O setor externo exerceu influência negativa sobre o cálculo do PIB. As exportações encolheram 1,7% na passagem trimestral, em parte devido à redução pontual na demanda de parceiros comerciais e à normalização de embarques de commodities que haviam sido antecipados no fim de 2025. As importações, por sua vez, aumentaram 4,4%, impulsionadas pela recomposição de estoques industriais e pela valorização do real, que barateou bens de capital e insumos adquiridos no exterior.

Principais motores do crescimento

De acordo com a coordenação de Contas Nacionais do IBGE, o avanço da agropecuária foi determinante para o desempenho geral do trimestre, compensando a desaceleração verificada em parte do setor de serviços. A construção civil e a extração mineral também tiveram papel relevante, reforçando a retomada industrial. Juntos, esses segmentos equilibraram o impacto negativo do comércio exterior e sustentaram a expansão de 1,1% do PIB.

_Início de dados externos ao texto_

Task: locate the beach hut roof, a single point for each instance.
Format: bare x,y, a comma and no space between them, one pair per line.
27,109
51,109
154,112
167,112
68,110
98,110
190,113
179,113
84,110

Com o resultado divulgado, a economia brasileira mantém trajetória de crescimento moderado, ancorada em investimentos, no consumo interno e na resiliência da produção agrícola. A evolução dos próximos trimestres dependerá do comportamento dos mercados internacionais, das condições climáticas para o agronegócio e da continuidade dos projetos de infraestrutura e inovação já contratados.